Sejenak aku terdiam,

Terpaku pada keadaan

Ingin bertanya pada pada diri

Akankah aku seperti dia ?

Ataukah dia seperti aku ?


Oleh : Nur Azikhin

Kado Terakhir Untuk Adik

Sunyinya malam tak lagi menghampiri rumah mewah diseberang jalan itu. Terdengar lantunan Surat Yasin dibacakan dengan suara sendu. Para tetangga tak henti berdatangan melayat. Meramaikan Rumah Mewah nan besar milik Pengusaha ternama di Kompleks itu. Tampak dari kejauhan, 2 buah sedan hitam BMW bertengger di garasi mobil yang terbuka. Bendera kuning kini menghiasi rumah besar berlantai 2 itu. Angin malam membelai kulit putih si gadis kecil. Gadis kecil yang tak berdosa. Si gadis kecil yang baru saja kehilangan Ayah dan Ibunya dalam kecelakaan pesawat siang tadi. Kini hanya bertumpu pada seorang kakak laki-lakinya.

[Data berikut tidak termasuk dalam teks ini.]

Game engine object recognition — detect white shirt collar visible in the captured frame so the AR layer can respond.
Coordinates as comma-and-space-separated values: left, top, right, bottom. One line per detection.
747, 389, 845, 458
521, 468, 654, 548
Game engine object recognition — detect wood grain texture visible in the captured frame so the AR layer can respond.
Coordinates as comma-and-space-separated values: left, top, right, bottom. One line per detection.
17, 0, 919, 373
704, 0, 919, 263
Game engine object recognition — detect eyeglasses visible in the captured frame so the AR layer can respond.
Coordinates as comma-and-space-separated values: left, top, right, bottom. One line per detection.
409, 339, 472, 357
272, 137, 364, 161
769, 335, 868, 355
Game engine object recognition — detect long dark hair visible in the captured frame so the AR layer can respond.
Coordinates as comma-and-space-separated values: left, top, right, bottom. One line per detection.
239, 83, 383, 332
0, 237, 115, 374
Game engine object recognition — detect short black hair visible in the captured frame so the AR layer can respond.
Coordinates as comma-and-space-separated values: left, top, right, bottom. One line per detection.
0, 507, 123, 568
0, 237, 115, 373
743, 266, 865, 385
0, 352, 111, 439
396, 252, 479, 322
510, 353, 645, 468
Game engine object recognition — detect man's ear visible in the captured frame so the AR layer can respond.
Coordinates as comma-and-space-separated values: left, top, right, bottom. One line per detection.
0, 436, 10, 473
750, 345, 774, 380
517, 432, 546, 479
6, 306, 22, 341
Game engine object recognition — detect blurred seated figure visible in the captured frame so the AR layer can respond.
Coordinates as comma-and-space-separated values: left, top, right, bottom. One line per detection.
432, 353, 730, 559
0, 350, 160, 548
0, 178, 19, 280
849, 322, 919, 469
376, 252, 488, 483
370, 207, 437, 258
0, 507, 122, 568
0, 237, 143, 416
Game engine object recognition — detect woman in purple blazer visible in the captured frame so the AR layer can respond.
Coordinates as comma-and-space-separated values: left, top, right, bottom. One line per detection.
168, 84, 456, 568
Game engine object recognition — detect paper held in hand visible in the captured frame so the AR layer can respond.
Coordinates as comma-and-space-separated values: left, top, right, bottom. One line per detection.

Seakan tak mengerti arti kepergian kedua orang tuanya, Ananda hanya bisa menatap Ayah dan Ibunya yang terbaring tak berdaya dengan sehelai kain putih. Tatapan itu penuh arti. Bukan tatapan kesediah, bukan pula tatapan kebahagiaan. Tak ada yg mengerti arti tatapan itu, namun Riko tahu betul akan arti tatapan adik kecilnya.

“Kakak… Ayah dan Ibu kok tidur sih ? Kan lagi banyak orang”. Tanya Ananda polos sambil mendongakkan kepalanya pada Riko yang sedang memangkunya.

“Ayah dan Ibu enggak tidur sayang. Tapi mereka sudah pergi bertemu Allah di Syurga” Jawab Riko sambil tersenyum menahan tangis yang tak ingin ia perlihatkan dihadapan Nanda.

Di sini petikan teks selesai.